Mesmo com a duplicação da Fernão Dias, a estátua permanece no local há mais de 50 anos e pode ser vista por quem chega ao trevo da principal entrada de Pouso Alegre. Terezinha faz parte da geração que cresceu e acompanhou o desenvolvimento sobre quatro rodas. Na infância, ela viu de perto a estrada de ferro e teve a oportunidade de passear na velha Maria Fumaça. Um ano antes da chegada do pai com toda a família em Pouso Alegre, foi criada, pelo governo a Rede Ferroviária Federal, que uniu 22 ferrovias do país, dentre elas, a Rede Mineira de Viação. O sistema ferroviário passou a pertencer ao governo federal e o Brasil se orgulhava de possuir a oitava maior ferrovia do mundo, com 38 mil quilômetros de trilhos.
Terezinha se recorda que, na década de 1960, os trens de passageiros atingiram seu apogeu em Minas. Porém, com o tempo, perderam espaço e a ferrovia passou a ser vista apenas como meio para o transporte de cargas. Com os investimentos e o crescimento do transporte rodoviário, os trens de passageiros “saíram da linha”. As locomotivas não conseguiram atingir a mesma velocidade do desenvolvimento tecnológico que chegava sobre o asfalto. No trecho sul mineiro da Sapucaí, surgiam os primeiros sinais de que os trens chegariam ao seu destino final. Com o desgaste dos trilhos, os
tombamentos e descarrilamentos eram comuns.

Embora saudosa dos bons tempos das ferrovias, Terezinha exibe orgulhosa uma medalha que o pai recebeu do ex-presidente Juscelino Kubistchek, governante que iniciou os investimentos na expansão rodoviária no Brasil. A relíquia é guardada cuidadosamente entre fotos igualmente importantes, como uma fotografia do pai com o presidente JK. Juscelino percebeu que o desenvolvimento do país apenas seria possível se ele facilitasse a entrada do capital estrangeiro no Brasil, com as multinacionais. Para alavancar o desenvolvimento, ele começou a investir na abertura de estradas pavimentadas. O ex-presidente planejava que o país crescesse 50 anos em cinco e apostou na indústria automobilística, que seria a responsável por atrair outras indústrias. Não demorou para o segmento ganhar espaço no mercado nacional e impulsionar o desenvolvimento rodoviário no país. As estradas de rodagem, então, se tornaram o principal meio de transportes de cargas e passageiros do país e, hoje, sua extensão ultrapassa os 56 mil quilômetros de estradas pavimentadas, enquanto as linhas férreas amargam a redução para apenas 9 mil quilômetros.

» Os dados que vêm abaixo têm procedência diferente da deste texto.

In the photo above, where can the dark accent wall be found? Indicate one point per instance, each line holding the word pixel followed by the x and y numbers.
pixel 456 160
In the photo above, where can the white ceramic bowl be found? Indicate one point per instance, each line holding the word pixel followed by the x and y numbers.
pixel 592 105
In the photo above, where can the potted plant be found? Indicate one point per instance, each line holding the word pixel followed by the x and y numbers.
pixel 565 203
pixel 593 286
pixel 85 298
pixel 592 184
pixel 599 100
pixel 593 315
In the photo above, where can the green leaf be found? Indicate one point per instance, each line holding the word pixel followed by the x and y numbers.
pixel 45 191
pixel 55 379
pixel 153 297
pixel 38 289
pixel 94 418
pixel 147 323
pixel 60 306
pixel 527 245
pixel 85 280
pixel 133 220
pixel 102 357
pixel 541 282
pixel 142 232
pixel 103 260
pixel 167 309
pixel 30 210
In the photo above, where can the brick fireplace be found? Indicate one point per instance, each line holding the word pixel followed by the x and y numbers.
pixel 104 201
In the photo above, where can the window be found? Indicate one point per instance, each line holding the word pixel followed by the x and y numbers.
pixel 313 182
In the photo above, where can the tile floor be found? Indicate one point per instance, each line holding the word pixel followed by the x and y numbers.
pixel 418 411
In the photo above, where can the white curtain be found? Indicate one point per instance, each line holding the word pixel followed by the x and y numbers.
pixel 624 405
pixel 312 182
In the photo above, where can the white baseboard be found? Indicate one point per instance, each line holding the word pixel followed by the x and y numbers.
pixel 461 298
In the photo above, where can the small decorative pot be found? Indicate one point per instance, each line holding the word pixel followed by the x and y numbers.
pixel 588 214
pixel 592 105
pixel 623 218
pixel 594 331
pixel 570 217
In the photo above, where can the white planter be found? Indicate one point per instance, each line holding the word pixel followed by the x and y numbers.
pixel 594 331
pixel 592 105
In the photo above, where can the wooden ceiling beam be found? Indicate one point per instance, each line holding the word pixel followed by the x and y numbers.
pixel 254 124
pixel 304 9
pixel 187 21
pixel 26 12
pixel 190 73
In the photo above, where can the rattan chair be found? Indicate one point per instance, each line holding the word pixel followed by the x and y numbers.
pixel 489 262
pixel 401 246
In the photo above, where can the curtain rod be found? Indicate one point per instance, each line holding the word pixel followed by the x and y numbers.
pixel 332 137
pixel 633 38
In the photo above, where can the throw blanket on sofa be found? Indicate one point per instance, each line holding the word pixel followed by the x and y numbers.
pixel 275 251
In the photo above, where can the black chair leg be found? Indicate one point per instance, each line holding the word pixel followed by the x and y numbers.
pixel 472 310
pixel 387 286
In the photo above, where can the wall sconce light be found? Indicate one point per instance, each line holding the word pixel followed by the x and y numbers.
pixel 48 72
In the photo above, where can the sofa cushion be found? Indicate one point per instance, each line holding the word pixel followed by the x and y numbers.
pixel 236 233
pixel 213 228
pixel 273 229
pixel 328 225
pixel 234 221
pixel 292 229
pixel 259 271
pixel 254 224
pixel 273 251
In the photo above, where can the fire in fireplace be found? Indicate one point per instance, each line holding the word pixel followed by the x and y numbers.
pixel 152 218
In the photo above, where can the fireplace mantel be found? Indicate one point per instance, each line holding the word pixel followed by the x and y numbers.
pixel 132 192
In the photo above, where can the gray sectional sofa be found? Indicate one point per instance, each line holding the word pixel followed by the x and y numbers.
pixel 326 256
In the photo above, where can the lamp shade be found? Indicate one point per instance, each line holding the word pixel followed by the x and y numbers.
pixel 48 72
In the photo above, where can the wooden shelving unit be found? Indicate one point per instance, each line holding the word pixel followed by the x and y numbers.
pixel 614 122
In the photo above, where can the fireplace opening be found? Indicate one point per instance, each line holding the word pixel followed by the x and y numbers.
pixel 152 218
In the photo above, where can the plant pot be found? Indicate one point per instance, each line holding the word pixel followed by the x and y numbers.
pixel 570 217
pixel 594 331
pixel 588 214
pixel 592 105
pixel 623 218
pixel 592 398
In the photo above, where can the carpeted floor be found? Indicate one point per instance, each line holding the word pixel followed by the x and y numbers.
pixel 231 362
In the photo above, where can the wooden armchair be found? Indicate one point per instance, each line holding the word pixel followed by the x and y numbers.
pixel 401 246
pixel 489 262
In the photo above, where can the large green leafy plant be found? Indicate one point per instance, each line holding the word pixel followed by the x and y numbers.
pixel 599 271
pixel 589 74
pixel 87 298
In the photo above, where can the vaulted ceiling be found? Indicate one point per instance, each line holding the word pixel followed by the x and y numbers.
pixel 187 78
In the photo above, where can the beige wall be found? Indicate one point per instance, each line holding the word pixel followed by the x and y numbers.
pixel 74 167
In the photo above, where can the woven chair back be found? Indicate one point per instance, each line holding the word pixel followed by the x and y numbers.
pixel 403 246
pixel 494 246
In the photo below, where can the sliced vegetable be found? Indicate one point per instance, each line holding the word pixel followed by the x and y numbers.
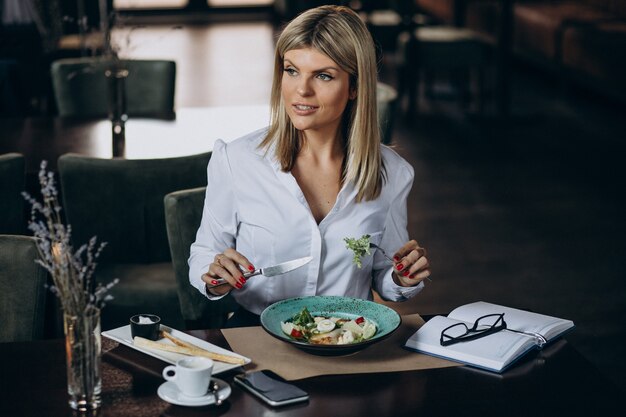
pixel 360 247
pixel 325 325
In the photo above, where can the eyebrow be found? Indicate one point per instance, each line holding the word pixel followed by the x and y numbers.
pixel 315 71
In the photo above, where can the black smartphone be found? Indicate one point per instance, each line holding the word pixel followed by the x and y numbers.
pixel 271 388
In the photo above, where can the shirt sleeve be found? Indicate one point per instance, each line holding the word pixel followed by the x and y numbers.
pixel 395 233
pixel 219 218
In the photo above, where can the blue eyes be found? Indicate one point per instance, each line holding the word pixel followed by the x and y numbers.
pixel 322 75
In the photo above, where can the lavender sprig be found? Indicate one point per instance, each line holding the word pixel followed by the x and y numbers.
pixel 71 271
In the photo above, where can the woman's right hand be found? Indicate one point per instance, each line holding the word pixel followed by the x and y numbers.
pixel 228 265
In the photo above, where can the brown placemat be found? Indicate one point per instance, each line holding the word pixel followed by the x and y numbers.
pixel 292 363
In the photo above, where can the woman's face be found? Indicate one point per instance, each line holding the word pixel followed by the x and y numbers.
pixel 315 91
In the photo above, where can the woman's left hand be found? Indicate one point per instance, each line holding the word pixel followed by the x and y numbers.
pixel 411 265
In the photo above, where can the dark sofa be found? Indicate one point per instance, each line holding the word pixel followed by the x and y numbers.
pixel 580 40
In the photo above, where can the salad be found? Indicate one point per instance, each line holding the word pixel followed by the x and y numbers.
pixel 327 330
pixel 360 247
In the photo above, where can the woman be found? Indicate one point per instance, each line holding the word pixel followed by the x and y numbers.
pixel 317 175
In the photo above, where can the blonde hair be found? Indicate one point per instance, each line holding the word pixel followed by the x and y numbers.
pixel 339 33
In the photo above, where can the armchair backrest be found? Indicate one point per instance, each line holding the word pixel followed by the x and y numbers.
pixel 121 201
pixel 22 290
pixel 81 88
pixel 12 182
pixel 183 213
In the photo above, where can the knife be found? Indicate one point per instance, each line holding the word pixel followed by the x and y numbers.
pixel 270 271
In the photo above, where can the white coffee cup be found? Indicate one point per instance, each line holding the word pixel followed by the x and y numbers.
pixel 192 375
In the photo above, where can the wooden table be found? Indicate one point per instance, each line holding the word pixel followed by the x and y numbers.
pixel 557 381
pixel 194 130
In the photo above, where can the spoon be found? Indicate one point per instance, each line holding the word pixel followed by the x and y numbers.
pixel 214 388
pixel 375 246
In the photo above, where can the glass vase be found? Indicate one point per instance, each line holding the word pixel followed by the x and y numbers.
pixel 83 352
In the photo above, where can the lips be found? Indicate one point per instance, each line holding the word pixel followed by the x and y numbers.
pixel 303 109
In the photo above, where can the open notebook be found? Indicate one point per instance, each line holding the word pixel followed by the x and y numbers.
pixel 496 351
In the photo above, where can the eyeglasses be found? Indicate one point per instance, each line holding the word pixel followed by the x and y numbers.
pixel 483 326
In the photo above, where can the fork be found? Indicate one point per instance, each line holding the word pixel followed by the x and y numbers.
pixel 375 246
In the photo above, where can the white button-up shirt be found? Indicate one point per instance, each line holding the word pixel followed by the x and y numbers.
pixel 253 206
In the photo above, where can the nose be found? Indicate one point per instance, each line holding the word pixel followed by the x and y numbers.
pixel 304 88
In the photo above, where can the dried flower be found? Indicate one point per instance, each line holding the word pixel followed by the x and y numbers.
pixel 71 271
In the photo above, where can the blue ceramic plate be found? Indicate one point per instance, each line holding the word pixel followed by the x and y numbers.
pixel 385 319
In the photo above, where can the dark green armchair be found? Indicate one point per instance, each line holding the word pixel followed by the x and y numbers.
pixel 12 182
pixel 183 213
pixel 81 87
pixel 121 202
pixel 22 290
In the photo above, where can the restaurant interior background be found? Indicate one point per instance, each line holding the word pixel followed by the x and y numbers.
pixel 520 200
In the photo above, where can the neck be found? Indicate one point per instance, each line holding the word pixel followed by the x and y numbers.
pixel 319 146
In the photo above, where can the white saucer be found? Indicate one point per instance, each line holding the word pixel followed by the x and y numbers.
pixel 168 391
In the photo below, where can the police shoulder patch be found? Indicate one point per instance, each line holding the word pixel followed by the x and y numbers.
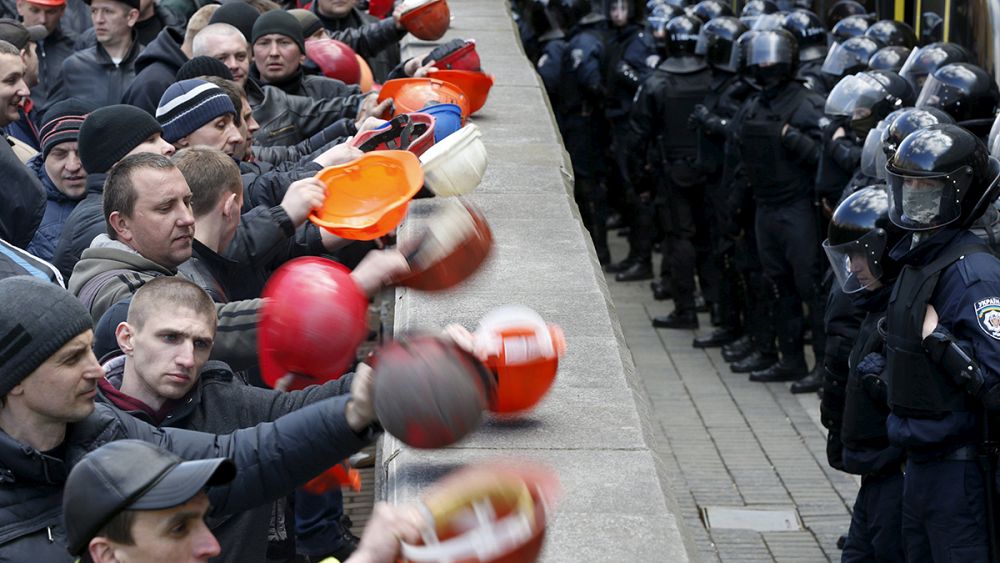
pixel 988 314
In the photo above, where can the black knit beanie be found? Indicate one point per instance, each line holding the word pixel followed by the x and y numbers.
pixel 110 133
pixel 203 66
pixel 239 15
pixel 37 318
pixel 282 23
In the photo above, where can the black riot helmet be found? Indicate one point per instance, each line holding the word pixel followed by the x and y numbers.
pixel 708 10
pixel 890 58
pixel 867 98
pixel 925 60
pixel 892 32
pixel 771 58
pixel 717 43
pixel 853 26
pixel 963 90
pixel 809 33
pixel 859 238
pixel 843 10
pixel 941 175
pixel 682 35
pixel 849 57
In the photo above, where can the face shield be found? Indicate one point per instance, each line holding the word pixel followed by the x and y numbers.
pixel 857 265
pixel 921 203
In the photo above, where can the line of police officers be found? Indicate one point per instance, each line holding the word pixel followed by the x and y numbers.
pixel 739 143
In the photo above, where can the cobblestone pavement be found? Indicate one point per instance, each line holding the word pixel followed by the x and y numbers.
pixel 732 443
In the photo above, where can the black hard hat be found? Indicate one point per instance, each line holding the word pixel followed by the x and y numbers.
pixel 682 35
pixel 809 33
pixel 717 42
pixel 707 10
pixel 941 175
pixel 843 10
pixel 853 26
pixel 850 56
pixel 963 90
pixel 925 60
pixel 889 58
pixel 859 238
pixel 771 57
pixel 892 32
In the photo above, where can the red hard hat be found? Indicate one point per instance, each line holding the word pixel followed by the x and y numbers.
pixel 313 319
pixel 335 59
pixel 429 20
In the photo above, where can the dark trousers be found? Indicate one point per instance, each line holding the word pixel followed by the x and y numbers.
pixel 876 533
pixel 944 512
pixel 789 253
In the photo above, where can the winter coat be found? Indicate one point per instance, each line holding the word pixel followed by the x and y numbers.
pixel 82 226
pixel 155 69
pixel 223 402
pixel 58 207
pixel 110 271
pixel 272 459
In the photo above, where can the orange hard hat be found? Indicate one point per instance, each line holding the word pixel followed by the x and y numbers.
pixel 523 351
pixel 494 512
pixel 312 321
pixel 428 20
pixel 475 85
pixel 413 94
pixel 366 198
pixel 335 59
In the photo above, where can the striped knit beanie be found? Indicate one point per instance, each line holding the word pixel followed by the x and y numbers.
pixel 189 104
pixel 62 123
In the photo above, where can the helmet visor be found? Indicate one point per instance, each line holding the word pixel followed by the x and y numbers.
pixel 855 96
pixel 921 203
pixel 857 265
pixel 937 94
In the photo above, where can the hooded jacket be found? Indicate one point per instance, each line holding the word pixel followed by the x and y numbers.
pixel 155 69
pixel 222 402
pixel 271 458
pixel 58 207
pixel 110 271
pixel 92 76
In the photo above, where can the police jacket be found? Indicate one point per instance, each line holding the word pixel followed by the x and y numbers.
pixel 377 41
pixel 286 119
pixel 306 442
pixel 930 414
pixel 222 402
pixel 92 76
pixel 81 227
pixel 780 167
pixel 110 271
pixel 58 207
pixel 23 199
pixel 155 70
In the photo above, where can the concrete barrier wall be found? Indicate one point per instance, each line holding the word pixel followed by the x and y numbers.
pixel 593 427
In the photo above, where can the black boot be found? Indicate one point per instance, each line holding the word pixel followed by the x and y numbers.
pixel 677 319
pixel 738 349
pixel 717 338
pixel 638 271
pixel 784 370
pixel 753 362
pixel 808 384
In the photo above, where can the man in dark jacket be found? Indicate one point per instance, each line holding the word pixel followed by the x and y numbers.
pixel 60 170
pixel 100 74
pixel 49 422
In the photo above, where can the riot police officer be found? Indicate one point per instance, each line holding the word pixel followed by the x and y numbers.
pixel 779 131
pixel 659 118
pixel 942 327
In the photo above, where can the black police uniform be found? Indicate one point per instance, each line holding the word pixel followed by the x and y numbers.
pixel 781 169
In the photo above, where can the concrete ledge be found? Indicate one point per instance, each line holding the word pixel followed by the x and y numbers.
pixel 594 427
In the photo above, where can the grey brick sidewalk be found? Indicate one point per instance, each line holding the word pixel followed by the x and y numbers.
pixel 729 442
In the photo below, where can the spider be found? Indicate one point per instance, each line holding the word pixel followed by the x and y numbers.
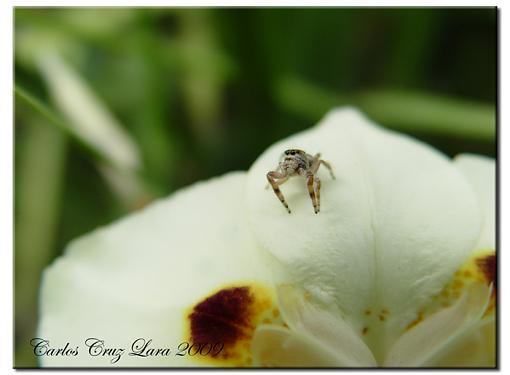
pixel 295 162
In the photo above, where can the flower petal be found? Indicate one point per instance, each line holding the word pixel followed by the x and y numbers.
pixel 331 330
pixel 275 346
pixel 480 171
pixel 476 348
pixel 138 277
pixel 432 341
pixel 395 224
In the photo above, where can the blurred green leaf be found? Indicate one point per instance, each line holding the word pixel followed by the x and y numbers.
pixel 403 110
pixel 40 168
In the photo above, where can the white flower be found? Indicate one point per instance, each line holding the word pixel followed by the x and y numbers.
pixel 394 271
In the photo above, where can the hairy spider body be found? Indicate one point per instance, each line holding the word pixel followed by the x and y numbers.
pixel 296 162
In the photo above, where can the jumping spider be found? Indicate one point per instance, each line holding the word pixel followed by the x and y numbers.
pixel 295 162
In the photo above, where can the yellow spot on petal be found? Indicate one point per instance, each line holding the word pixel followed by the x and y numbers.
pixel 479 268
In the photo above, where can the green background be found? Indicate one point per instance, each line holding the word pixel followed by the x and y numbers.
pixel 205 91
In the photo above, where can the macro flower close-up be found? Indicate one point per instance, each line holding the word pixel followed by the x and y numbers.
pixel 396 270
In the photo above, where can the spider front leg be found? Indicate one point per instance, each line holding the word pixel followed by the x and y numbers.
pixel 318 193
pixel 272 178
pixel 311 191
pixel 328 166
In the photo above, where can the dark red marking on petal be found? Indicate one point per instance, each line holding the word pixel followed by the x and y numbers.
pixel 222 317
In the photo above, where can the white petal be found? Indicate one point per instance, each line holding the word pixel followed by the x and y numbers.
pixel 275 346
pixel 480 171
pixel 393 227
pixel 330 329
pixel 432 341
pixel 136 278
pixel 476 348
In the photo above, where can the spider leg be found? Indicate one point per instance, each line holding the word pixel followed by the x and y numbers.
pixel 272 178
pixel 311 191
pixel 318 193
pixel 328 166
pixel 277 169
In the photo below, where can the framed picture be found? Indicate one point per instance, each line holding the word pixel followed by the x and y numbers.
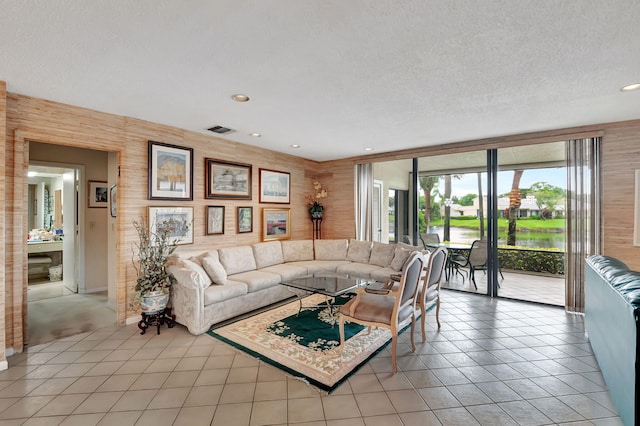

Mas o sul de Minas não padeceu do lamento saudosista e se, no século passado, as ferrovias foram responsáveis por movimentar a indústria cafeeira, que movia a economia do país e da região sul mineira, atualmente são as enormes indústrias que investem na região. Considerada um dos mais importantes eixos de transportes do Brasil, a Rodovia Fernão Dias, que em Pouso Alegre encontra a BR 459, desempenha um papel importante de ligação do sul de Minas com a rodovia Presidente Dutra, em direção ao Rio de Janeiro, e tal entroncamento tem atraído empresas de várias partes do Brasil e de outros países, colocando a economia regional novamente nos trilhos e em ritmo acelerado.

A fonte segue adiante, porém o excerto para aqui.